By Ellen Samsell Salas

I became envious of the Southern gift for gab while attending a Shakespeare seminar in Brunswick, Maine.
One would expect a deeper understanding of the Bard’s verbal virtuosity to have been my linguistic takeaway from those six weeks. But it was the lexicon of a classmate, a teacher from Alabama, who awakened me to the Southern knack for putting together just the right words. Iago wasn’t merely evil, he was “pond scum.” And Othello wasn’t simply crazed with jealousy, he was “hot as the hinges on the gates of hell” and “havin’ a hissy fit with a tail on it!”

Truth be told, I was “getting my knickers in a knot” and green with envy at my friend’s ability to create expressions that dazzled with images, sound, metaphor, and exuberant hyperbole — everything we expect poetry to deliver — all while being rooted in the everyday. After all, as a native Californian, what colorful colloquialisms could I contribute except the addition of “the” to the moniker of all highways, as in, “Take the 101 to the 405.”

Decades later, a transplant to Georgia, I remain enamored with Southern phraseology.

To start, there are the oft-uttered phrases, part and parcel of Southern parlance that are both apt and endearing. “Welcome in,” “Yes, ma’am,” and “Have a blessed day” make the speaker polite and fill the room with warmth.

Two other workhorses, “y’all” and “fixin’ to,” are handy and efficient. “Y’all join us” is so much friendlier than “You guys join us.” And “fixin’ to” leads seamlessly into any number of possibilities, as in “fixin’ to come up a black cloud” and its cousin “comin’ up on some bad weather.” Can’t you just see that black cloud filling the sky, ready to pour down rain or whatever manner of trouble is brewing?

The lifeblood of Southern vernacular is its unabashed kinship with real life. Without a drip of pretension, speakers rely on animals, vegetables, food, and weather to make their point. When you hear, “He could eat corn through a picket fence,” those widely spaced buck teeth are front and center in your mind’s eye. And could there be a better way to convey futility than saying, “You’re driving your chickens to the wrong market” or “That dog won’t hunt”?

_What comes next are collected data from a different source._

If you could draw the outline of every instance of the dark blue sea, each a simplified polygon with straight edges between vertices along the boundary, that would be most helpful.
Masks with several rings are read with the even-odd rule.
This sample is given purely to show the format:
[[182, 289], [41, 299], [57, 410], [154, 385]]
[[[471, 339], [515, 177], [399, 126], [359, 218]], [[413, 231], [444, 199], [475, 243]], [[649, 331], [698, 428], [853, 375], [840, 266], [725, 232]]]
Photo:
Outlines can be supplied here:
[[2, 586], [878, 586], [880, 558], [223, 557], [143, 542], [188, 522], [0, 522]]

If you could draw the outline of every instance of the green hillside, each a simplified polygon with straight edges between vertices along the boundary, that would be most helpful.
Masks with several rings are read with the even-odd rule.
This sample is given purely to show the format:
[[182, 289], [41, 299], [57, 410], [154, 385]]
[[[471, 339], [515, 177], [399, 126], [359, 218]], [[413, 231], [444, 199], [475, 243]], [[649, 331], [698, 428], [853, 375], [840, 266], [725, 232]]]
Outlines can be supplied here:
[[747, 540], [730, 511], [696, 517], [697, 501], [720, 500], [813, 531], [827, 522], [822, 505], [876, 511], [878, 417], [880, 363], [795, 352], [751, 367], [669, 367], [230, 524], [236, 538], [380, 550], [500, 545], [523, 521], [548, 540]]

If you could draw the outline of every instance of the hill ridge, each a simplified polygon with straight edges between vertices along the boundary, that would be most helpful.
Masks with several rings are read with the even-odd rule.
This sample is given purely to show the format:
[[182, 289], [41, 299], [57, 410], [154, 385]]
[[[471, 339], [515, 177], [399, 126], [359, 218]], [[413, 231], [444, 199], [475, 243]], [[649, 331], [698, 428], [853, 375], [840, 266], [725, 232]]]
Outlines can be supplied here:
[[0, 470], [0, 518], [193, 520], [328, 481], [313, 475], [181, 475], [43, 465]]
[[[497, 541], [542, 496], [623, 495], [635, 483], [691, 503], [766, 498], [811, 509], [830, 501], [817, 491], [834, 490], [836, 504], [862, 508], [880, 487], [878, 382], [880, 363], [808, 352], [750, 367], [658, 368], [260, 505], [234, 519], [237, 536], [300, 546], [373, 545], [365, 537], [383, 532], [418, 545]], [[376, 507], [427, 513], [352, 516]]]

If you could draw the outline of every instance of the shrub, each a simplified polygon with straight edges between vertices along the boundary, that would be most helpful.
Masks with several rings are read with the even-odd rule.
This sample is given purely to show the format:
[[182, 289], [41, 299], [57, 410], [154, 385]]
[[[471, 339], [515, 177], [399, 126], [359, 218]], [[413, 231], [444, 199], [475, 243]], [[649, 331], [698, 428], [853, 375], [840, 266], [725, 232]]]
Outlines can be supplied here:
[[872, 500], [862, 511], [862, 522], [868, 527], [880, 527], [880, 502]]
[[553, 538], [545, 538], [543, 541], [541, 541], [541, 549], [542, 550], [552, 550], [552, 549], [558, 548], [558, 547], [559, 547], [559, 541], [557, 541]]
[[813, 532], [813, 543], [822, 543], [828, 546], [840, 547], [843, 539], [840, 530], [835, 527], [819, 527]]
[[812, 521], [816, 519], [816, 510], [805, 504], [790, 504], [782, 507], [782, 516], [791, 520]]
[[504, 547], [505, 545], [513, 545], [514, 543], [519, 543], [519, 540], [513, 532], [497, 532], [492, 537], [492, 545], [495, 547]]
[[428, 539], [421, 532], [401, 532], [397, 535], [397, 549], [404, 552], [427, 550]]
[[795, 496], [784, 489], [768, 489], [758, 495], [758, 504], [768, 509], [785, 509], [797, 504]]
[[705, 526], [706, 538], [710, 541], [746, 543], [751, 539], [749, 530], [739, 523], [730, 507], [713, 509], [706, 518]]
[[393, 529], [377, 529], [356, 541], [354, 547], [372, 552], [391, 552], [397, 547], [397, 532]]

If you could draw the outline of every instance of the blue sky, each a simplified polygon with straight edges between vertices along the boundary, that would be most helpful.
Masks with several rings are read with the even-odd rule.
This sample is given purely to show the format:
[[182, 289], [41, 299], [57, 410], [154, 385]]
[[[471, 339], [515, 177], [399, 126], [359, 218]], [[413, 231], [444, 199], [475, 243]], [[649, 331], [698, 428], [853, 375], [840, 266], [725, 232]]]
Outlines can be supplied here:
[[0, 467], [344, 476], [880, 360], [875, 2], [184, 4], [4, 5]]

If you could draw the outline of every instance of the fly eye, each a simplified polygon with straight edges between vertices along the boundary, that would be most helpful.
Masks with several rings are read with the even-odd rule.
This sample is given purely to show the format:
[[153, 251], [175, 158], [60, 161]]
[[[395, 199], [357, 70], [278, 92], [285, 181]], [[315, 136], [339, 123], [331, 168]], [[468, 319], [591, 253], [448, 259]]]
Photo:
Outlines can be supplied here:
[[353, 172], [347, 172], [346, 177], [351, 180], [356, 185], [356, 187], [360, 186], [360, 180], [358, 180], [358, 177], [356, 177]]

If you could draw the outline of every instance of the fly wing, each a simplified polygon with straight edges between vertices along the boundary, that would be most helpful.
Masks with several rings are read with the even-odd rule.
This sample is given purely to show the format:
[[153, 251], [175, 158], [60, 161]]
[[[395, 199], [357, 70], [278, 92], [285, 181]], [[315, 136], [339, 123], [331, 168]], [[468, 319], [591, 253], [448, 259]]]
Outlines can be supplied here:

But my favorites have to do with biscuits, a Southern staple with which we salad-loving Californians have minimal acquaintance. Chock full of alliteration, imagery, and a bit of the absurd, two tried and true biscuit-reliant phrases say it all: “You can put your boots in the oven, but that don’t make ‘em biscuits.” And, the more alliterative, “Well, butter my butt and call me a biscuit if that don’t beat all,” a phrase that one just wants to repeat.

So, while the world turns to BFF, NVM, and LOL, we can be happy that Southern colloquialisms are alive and kicking. Take a little sarcasm, add a heap of exaggeration, spice it up with a metaphor borrowed from real life, and you have a Southern quip. And, bless my heart, I’m learning to love biscuits and not worry about the calorie count.